Seven Cowen brothers began working their way west on the construction of the Frisco railroad in the late 1800’s.  They would stop in towns selected for a depot and use their stone mason skills to build the new structures.  During these travels, one of the Cowen brothers, Nathan, met his future bride in Arkansas.  He stopped traveling to court his new love and soon found out he could make more money building homes than he could railroads.  They married and moved back to Indian Territory, now known as Shawnee, where he had earlier built a depot station.  There began Cowen Construction in 1896.

The news of his construction skills traveled and Nathan soon began construction on the first town school and church.  Nathan and his bride had three boys who were quickly involved in the rapidly growing family business.  There is not a block in downtown Shawnee that doesn’t show the Cowen’s hand in construction – the City hospital, municipal auditorium, City Hall, Masonic Temple and Elks Building.  Most of downtown Shawnee was constructed by Cowen, as well as many buildings on the local Oklahoma Baptist University campus.  The Cowen family business was thriving.

The two oldest Cowen brothers took the helm when Nathan died in 1941.  The youngest brother, Steve, was just old enough to begin attending college at Oklahoma A&M.  During World War II, Cowen began building several large Army and Navy installations in Oklahoma and Arkansas.  Among these was the $29,000,000 naval installation at Norman and Lexington, the alien internment camp at McAlester, The Newport Air Base and Glennan General Hospital in Okmulgee.  During this peak, while America was struggling due to the war, the Cowen’s were running a $1,000,000 per week business.

After becoming of age in 1952, Steve Cowen was made a member of the company firm.  He was later named Owner and President of the Company after one of his brothers died in 1969.  He then moved the company’s headquarters to Tulsa.  Steve’s son, John, grew up working in the family business.  After attending Oklahoma State University, John came back to work at Cowen.  In 1986 he purchased the Company from his Dad while he was still in his 20’s and has been serving as it’s President since that time.

Despite the Company being successful, John could see the changing economy could soon take a negative toll on the construction industry.  He began working towards a new business plan that would change the entire focus and direction of the Company.  Cowen began focusing on more personalized service and not necessarily the biggest projects in the region.  Cowen began building relationships with the Owners and seeking out potential clients that will need continuing construction services – not just a one time deal.  Each project is provided the type of personalized customer service that brings them back to Cowen Construction on the next project.  Throughout the years, many friendships have formed.  “For many construction companies, they come in, do a big project and then go away,” says John Cowen.  “Our goal is to be there for the long haul.  Rather than grow the business by increasing the number of projects, our focus is to grow our client base.”  John Cowen doesn’t just delegate the work – he is intimately involved with each project – visiting the job site and forming personal relationships with the Owners.

Like the early days in Shawnee, Cowen Construction has built many pieces of Tulsa’s history.  The Cowen Team continues to do work for two of the largest hospitals in the area, St.
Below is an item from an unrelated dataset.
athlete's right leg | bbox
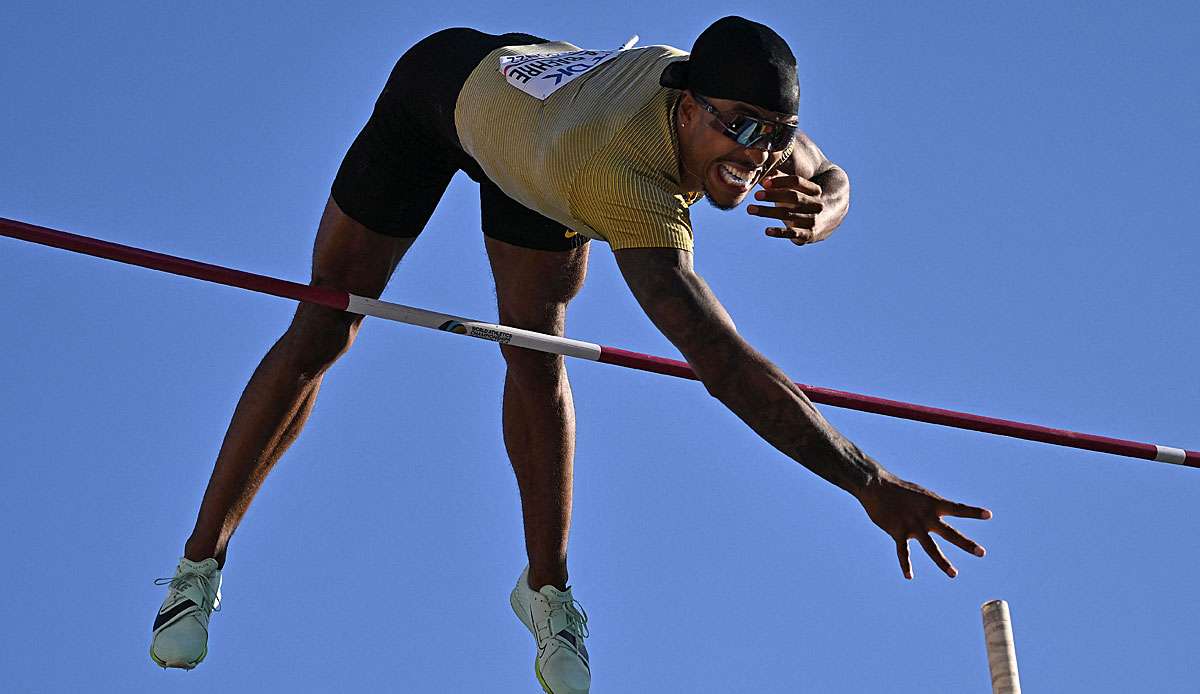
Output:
[184,198,415,566]
[150,197,420,669]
John and Saint Francis Health Systems. The Tulsa World and Williams Company are two other long standing clients for the Company.

“We don’t want to be the biggest, we want to be the best,” states John Cowen.  “To succeed, we must change with the times.  Our company wants to keep our clients satisfied by adapting to the market in which the Owner must adhere to.  I think if we first and foremost keep the needs of our clients in mind and make them happy – the Company will be around for another hundred plus years.”